[翻译]:SQL死锁-阻塞探测

简介: 原文:[翻译]:SQL死锁-阻塞探测到了这篇,才是真正动手解决问题的时候,有了死锁之后就要分析死锁的原因,具体就是需要定位到具体的SQL语句上。那么如何发现产生死锁的问题本质呢?下面这篇讲的非常细了,还提到了不少实用的SQL,但对我个人来讲,前半部分基本就够用,可以指出死锁的原因,至于后面那些有兴趣可以多研究研究。
原文: [翻译]:SQL死锁-阻塞探测

到了这篇,才是真正动手解决问题的时候,有了死锁之后就要分析死锁的原因,具体就是需要定位到具体的SQL语句上。那么如何发现产生死锁的问题本质呢?下面这篇讲的非常细了,还提到了不少实用的SQL,但对我个人来讲,前半部分基本就够用,可以指出死锁的原因,至于后面那些有兴趣可以多研究研究。

As we already know, usually blocking happens due non-optimized queries. But how to detect queries that need to be optimized? Of course, in case of severe issues, we can analyze the queries that timeouts on the client side, but it gives us only the worst cases – with default settings it would show the queries that ran for more than 30 seconds.

现在我们已经知道阻塞是因为未经过优化的查询造成的,但是如何去探测我们有哪些语句是需要优化的呢?当然,在非常严重的情况下,我们可以分析在客户端执行超时的查询,但它只提醒在默认设置下的超时。

So, what can we do? Keeping various monitoring software out of scope, there are 2 simple methods to do the troubleshooting. First one is Blocking Process Report and second one is DMV. Let’s start with the first one.

我们能做什么呢?这里有两种解决方法:第一是Blocking process report ,第二是利用DMV。我们先看简单点的Blocking Process report。

注:我个人也比较喜欢这个,没有专业的SQL语句,提供图形化的操作界面。

Blocking process report provides you nice XML with information about sessions involved in the blocking. But first, you have to set Blocked Process Threshold with the following commands:

要查看Blocking process report呢,我们需要有一个的权限,需要拥有Sysadmin的权限,然后再设置一些系统配置。Blocking process report提供了非常友好的信息,里面包含有和阻塞相关的会话信息。

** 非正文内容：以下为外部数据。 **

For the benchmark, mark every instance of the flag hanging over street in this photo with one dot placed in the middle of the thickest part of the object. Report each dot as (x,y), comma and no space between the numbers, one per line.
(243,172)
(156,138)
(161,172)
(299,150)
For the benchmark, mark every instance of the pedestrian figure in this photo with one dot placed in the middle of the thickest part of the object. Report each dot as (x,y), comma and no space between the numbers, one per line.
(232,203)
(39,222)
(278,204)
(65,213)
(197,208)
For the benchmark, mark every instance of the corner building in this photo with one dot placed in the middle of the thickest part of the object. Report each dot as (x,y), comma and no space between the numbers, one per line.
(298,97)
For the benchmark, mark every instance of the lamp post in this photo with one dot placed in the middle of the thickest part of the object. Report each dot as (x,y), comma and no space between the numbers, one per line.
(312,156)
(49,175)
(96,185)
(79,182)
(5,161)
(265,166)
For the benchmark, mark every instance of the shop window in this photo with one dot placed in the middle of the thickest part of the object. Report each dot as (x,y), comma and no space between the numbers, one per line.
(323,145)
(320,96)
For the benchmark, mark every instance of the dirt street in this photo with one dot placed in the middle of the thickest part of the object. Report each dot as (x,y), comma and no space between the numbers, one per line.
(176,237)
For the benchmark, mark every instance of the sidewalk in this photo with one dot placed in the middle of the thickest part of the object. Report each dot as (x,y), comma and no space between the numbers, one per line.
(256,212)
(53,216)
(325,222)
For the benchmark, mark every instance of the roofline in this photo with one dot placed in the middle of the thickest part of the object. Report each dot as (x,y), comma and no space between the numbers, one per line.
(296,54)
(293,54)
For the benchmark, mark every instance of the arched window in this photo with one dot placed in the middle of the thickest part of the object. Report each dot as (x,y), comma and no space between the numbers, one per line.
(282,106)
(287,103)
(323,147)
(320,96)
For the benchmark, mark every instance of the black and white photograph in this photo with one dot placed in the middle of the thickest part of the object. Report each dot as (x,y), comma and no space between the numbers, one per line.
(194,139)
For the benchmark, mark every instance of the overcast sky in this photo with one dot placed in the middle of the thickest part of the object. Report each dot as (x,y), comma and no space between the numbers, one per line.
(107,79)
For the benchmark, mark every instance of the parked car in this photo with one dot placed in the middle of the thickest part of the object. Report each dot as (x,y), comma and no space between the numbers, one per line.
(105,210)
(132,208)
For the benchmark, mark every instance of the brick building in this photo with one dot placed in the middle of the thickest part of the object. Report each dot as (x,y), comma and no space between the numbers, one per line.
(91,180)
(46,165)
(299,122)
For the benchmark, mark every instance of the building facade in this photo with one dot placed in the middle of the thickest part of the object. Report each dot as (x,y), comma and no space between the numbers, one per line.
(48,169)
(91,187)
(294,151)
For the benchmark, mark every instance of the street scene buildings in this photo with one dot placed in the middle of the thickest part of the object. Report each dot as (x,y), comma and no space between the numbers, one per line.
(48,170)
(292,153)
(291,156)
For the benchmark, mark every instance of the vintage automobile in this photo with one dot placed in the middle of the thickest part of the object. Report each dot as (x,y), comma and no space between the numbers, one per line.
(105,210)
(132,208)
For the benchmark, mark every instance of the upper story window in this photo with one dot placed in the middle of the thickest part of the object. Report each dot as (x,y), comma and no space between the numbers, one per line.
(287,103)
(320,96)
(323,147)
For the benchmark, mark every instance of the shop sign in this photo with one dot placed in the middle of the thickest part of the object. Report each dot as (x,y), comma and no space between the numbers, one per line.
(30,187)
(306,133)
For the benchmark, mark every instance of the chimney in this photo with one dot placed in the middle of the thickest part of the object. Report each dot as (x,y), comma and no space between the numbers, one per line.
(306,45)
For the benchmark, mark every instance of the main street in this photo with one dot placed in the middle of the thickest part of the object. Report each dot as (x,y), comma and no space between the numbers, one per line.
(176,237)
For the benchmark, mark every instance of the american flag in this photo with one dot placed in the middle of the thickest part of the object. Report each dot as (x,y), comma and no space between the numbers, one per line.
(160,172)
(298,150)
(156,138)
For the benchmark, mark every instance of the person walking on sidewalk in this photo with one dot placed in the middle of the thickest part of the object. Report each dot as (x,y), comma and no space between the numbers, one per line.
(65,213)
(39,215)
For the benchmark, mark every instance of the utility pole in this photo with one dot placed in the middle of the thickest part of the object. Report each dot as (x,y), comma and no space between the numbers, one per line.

EXECUTE sp_configure 'show advanced options', 1
GO
RECONFIGURE
GO
EXECUTE sp_configure 'blocked process threshold', 5 -- in seconds.
GO
RECONFIGURE
GO
EXECUTE sp_configure 'show advanced options', 0
GO
RECONFIGURE
GO

Of course, you should think what threshold you want to use and balance between a lot or very few events reported. I’d suggest to start with threshold of 5 seconds – if you have processes that are blocked for more than 5 seconds there is the good chance that deadlock monitor is constantly running. There are 2 things to keep in mind. First – SQL does the good job trying to monitor the blocking and generate blocked processes report, but it does not guarantee that it will do it all the time. E.g. it does the check when it has available resources to do so. Secondary, if you have process blocked for a long time, SQL generates report on every try. I.e. if you have threshold equal to 5 seconds, you will get the different reports for the same blocked condition after 5 seconds, 10 seconds and so on.

 

After you set that threshold, the next step is to run SQL Server Profiler and setup the trace with only 1 event: “Blocked process report”. You can do it in UI:

But the better way to run server side trace. You can export trace definition and run the script to do that.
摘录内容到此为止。